All my wife, Susannah, wanted was a flan recipe, which Google delivered online and offered to “translate” from the Spanish. The dessert’s real name is Flan de coco y piña — which, by rights, means “coco-flavored flan with pineapple.” Imagine her surprise when the Google translation tool delivered instead a blueprint for terrorism called “Flan of the Coco and Fragmentation Hand Grenade.”
Two things you should know to appreciate the rest of this recipe: “en rodajas” means “in rounds” (a logical way to slice a pineapple); a bain-marie (in French, literally a “Mary bath”; in Spanish baño María) is a cooking term, with origins in ancient alchemy, for heating something by setting a pan containing your custard or whatever in a larger pan of hot water.
Ingredients for Flan of the Coco and Fragmentation Hand Grenade include milk, coco, six egg yolks, six clear ones (claras: egg whites), sugar, rum, and a “fragmentation hand grenade in rodajas.” Assembly and cooking instructions are as follows.

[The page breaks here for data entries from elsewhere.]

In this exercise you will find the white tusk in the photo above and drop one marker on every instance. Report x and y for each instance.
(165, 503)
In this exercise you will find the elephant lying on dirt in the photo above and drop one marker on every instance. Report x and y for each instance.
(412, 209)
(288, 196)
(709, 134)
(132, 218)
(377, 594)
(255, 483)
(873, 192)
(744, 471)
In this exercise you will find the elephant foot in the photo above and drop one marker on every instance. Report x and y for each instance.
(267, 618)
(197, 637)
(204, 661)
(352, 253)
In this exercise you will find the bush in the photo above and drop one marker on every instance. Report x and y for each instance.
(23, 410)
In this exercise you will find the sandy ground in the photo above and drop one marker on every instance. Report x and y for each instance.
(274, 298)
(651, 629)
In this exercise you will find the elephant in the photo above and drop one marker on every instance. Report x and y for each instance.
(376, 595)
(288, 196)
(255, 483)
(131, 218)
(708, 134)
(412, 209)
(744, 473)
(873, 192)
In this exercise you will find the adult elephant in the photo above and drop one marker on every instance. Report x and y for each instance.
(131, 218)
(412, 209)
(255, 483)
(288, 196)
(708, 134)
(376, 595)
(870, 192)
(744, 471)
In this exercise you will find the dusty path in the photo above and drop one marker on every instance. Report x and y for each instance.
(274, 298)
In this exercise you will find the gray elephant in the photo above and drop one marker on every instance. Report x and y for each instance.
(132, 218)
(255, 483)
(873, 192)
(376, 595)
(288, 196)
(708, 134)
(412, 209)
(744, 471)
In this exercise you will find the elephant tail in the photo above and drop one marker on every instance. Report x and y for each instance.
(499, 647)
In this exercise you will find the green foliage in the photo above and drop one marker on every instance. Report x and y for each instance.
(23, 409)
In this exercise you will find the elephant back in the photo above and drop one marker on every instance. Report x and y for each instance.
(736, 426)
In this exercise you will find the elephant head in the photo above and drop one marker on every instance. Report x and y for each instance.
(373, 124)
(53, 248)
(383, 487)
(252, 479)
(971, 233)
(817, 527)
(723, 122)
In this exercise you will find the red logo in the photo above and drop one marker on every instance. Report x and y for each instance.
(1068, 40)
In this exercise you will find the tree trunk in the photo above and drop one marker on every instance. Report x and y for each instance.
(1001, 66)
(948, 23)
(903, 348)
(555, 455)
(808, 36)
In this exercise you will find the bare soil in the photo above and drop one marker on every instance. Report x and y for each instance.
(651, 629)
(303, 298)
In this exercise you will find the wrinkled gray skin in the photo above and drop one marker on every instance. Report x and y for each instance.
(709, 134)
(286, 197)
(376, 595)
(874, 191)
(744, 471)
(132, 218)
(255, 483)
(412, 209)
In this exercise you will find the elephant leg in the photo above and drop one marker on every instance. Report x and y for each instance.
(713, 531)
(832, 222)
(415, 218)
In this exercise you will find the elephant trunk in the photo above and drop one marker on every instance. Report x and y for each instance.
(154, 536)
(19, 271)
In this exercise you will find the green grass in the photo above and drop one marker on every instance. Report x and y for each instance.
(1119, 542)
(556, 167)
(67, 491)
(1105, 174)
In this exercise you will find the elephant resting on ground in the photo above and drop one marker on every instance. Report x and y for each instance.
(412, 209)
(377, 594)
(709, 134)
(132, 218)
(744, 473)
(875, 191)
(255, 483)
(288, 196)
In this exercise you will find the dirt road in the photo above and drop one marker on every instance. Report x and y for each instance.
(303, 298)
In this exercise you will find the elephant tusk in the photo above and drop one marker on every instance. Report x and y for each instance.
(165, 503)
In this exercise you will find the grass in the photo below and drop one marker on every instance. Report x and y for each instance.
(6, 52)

“A caramel becomes and the bottom is covered with a mold with him. Meanwhile, the coco in milk is soaked, is liquefied with the sugar, the yolks, and the rum, and it is mixed previously with clear the searches on the verge of snow. The mixture in the mold is spilled and Maria is placed to the bath until when introducing the knife this one leaves clean. . . .”
And, as a finishing touch: “She adorns herself with rodajas of fragmentation hand grenade.”
One is reminded to cook with caution.